Well, at seventeen. My birthday just so happened to land on the first day of class. It felt pretty weird to say, "Hi, my name is Kriselle, and it's my birthday today," so I ended up not telling anyone. To be fair, I told one of BSE's directors while he was interviewing me for the spot, so I blame him for forgetting. By the end of the week, my instructor found out. Next thing knew, I was sitting in one of my three regular seats (right next to the toolbox, but just far enough from the whiteboard that I can still read it), smiling awkwardly as the class sang me the Happy Birthday song.

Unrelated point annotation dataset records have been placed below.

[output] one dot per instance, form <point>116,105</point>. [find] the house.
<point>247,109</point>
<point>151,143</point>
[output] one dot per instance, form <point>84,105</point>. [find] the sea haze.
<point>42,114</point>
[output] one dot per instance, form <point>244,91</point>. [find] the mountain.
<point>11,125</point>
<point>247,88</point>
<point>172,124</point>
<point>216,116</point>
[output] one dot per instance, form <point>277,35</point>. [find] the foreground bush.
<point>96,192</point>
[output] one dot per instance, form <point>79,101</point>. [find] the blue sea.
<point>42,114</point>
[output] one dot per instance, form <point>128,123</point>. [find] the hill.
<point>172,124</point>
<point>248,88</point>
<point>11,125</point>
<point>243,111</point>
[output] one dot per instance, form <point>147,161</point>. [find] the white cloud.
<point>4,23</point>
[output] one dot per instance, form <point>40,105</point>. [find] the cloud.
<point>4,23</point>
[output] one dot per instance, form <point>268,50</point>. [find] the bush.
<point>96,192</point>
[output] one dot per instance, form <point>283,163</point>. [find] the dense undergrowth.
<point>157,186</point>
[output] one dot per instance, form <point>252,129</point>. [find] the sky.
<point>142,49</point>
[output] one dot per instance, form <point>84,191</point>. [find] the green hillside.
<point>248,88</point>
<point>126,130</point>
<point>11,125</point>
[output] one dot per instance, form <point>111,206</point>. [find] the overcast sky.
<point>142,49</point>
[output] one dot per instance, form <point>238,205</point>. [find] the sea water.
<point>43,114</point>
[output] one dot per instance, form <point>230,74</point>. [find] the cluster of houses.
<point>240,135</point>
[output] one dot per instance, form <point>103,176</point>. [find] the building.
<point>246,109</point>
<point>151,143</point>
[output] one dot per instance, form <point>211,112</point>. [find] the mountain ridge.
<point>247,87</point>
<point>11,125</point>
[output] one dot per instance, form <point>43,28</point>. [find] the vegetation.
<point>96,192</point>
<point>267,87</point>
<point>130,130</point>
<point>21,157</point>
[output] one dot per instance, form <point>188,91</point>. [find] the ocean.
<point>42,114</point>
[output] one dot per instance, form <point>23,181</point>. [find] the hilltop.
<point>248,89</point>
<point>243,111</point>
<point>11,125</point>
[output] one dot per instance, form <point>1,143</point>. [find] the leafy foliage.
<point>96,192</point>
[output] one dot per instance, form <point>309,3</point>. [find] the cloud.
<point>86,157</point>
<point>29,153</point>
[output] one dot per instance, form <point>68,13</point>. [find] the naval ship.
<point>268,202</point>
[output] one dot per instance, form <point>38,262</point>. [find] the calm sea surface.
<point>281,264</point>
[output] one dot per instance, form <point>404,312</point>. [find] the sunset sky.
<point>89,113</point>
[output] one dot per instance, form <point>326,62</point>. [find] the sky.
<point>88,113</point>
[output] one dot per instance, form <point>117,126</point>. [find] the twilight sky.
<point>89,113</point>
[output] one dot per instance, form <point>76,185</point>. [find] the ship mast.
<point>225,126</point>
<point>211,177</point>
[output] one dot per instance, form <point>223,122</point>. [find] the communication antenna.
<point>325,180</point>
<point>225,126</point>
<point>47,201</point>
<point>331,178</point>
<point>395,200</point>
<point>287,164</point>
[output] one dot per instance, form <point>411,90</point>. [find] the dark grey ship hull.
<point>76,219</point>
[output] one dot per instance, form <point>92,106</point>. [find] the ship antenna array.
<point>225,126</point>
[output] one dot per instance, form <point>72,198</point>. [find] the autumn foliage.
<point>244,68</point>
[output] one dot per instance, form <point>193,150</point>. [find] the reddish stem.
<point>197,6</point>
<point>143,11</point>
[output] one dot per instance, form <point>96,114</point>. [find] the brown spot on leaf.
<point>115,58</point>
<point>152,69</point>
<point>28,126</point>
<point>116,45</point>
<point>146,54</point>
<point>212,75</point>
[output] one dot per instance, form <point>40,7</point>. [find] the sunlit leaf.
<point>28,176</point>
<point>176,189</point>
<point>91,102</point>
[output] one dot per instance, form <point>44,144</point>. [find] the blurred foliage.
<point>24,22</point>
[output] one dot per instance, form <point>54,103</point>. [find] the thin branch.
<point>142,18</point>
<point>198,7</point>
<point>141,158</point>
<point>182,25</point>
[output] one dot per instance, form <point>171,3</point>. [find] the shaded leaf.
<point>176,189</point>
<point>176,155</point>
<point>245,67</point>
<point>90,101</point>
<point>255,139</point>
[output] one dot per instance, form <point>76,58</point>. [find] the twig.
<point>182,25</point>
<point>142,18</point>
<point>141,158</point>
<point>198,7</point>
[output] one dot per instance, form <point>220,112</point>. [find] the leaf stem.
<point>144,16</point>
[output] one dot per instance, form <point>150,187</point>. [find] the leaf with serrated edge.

It honestly feels a little strange to have learned so much in such a small amount of time. Two weeks ago, I had no idea how to pronounce the word "solder", let alone work with it. I'm starting to be able to have solid conversations with my Actual Engineer dad, who is literally decades ahead of me in terms of engineering experience.
It's even weirder to be in the presence of so many insanely driven students from so many insanely prestigious schools. I'm a rising senior, and sometimes I rub elbows with a rising freshman straight from Harker Middle School. That's, like, the type of school that you would send your child o if you had bags of money to burn. I hear names like "Lynnbrook", "Homestead", and "King's Academy" on a daily basis. My school doesn't even have an actual campus. f you look to the left and look to the right, you can see every building our school has to offer.I mean, we didn't get a water fountain until last year. Our Sociology of Law teacher said that that was probably illegal, but that's okay. Anyways, coming into a pretty heavy engineering program without any proper experience was already enough to fuel my growing impostor syndrome. Just imagine how I felt when I found out the girl I consider my favorite friend had an older sister who was going to MIT. Don't get me wrong, I love that I'm able to work with other people my age with such bight futures, but mine seems just a little more dim in comparison. At school, I felt like a big fish swimming in a small pond. Now, I'm the small fish in a big pond. I would say something corny like, "Well, that just means I have room to grow!", but do I really believe that? Nah, not really.
There are worlds and worlds of more information about BSE that I could dish out, but it's probably easier to understand if you take a look at my BSE website. I hope my robotic hand turns out well, but if it doesn't you'll hear about it anyway.